Os distritais envolvidos no suposto esquema de desvios de emendas parlamentares da saúde já tinham tentado obter acesso às gravações ambientais com base na tese de que não poderiam se contrapor às acusações sem terem amplo acesso às provas colhidas pelos investigadores. Mas o pedido foi negado pelo relator do caso, o desembargador José Divino de Oliveira. Diante da recusa, Celina  e Cristiano ingressaram no STF usando do expediente da Reclamação.

Em agosto de 2016, a Polícia Civil e o Ministério Público do Distrito Federal e Territórios (MPDFT) estiveram na Câmara Legislativa por duas vezes. Eles queriam provas contra Celina Leão, Cristiano Araújo, Bispo Renato Andrade (PR), Raimundo Ribeiro (PPS) e Julio Cesar (PRB). Os distritais são acusados de participar de um esquema de corrupção envolvendo a aprovação de emendas em troca de propina.

Na primeira operação, os agentes retiraram documentos dos gabinetes dos distritais investigados pela Drácon.

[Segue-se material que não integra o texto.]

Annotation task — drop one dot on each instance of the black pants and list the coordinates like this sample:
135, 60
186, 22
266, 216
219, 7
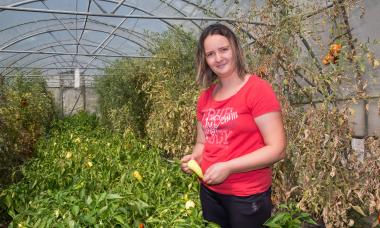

Na mesma ação, foram instaladas escutas ambientais nas salas dos parlamentares, em busca de evidências sobre o suposto esquema de corrupção.

A defesa dos deputados e suas assessorias foram procuradas, mas não se manifestaram até a última atualização desta reportagem. Na próxima terça-feira (21/3), o pleno do Tribunal de Justiça do Distrito Federal e Territórios (TJDFT) analisa se recebe ou não as denúncias contra os cinco parlamentares investigados no âmbito da Drácon.